Then, in order to remove small side branches, or other small branches, in step 5442, the tree is pruned. This may include removing all points from the graph which are located in branches which are below a threshold length (either in terms of actual length, or number of nodes). If Fig. 21A shows the original graph, the output of steps 5440 and 5442 are shown in Fig. 215, which shows the pruned minimum spanning tree. The crevice areas on a piece of furniture (or other object to be cleaned) may not be all be connected in one large tree -there may be several disconnected trees. In order to address this, connected components are identified in step 3444, and the identified connected components are separated. In step 5445, one of the connected components may be selected (e.g. the largest, or selection may be random). The next step may be to identify the longest shortest path between all nodes in the selected connected component. In order to do so, in step 5446 the two nodes which are located the furthest away from each other may be identified, and in step 3448, the shortest path (i.e. through the nodes of the graph) between those two points may be identified, a result of which may be shown in Fig. 213.
Then, in step 5450, this path may be added to e.g. a list of paths which may be stored in the buffer 1074, or otherwise stored, at least temporarily. In related step 3452, the nodes on the graph from the identified path may be removed from consideration. In step 3454, it may be determined whether all of the nodes in the connected component (with the possible exception of outliers) have been included in a path. If not, the method may return to step 5446. If so, the method may proceed to step 3436 in which it may be determined whether all of the connected components have been processed. If not, the process may return to step 3445, and a set of paths may be generated for a next connected component. If the result of the determination in step 3456 is positive, a path has been generated which traverses all points in the graph (or raw data), and the algorithm ends.

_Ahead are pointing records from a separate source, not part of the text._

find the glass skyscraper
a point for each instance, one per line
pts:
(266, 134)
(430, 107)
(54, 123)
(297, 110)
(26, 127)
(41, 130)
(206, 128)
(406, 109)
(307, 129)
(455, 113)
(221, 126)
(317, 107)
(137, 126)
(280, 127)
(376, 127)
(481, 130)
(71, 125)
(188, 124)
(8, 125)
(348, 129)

The result of the algorithm is a list of paths, where each path corresponds to an ordered list of nodes, such that all of the branches corresponding to the crevices of the object to be cleaned are visited. Nodes in the graph correspond (at least approximately) to points in the point cloud, so their attributes (i.e. the node attributes) can be used to find, in step 346 of Fig. 16, waypoints that can be sent to the 3D cleaning tool 102, in order to cause the end-effector 110 thereof (in this case preferably in the form of a crevice cleaning tool) to traverse those waypoints. The following process of generating waypoints may also be applied in the case of the path generated to cover the continuous surface segments, as explained previously.
The steps may be performed by the instruction generation module 1094 of the control system 104, and are illustrated in Fig. 22. In a first step, 3480, the instruction generation module 1094 may receive the paths generated by the tool path generation module (CSS) 1076 or tool path generation module (crevice) 1078. Then, for each path generated in the previous step, the following steps may be performed: in step 3482, a spline may be fitted along the path, using standard techniques. Then, for each point on the path, a frame (i.e. a frame of reference or a coordinate system, or set of axes) may be fitted in step 3484.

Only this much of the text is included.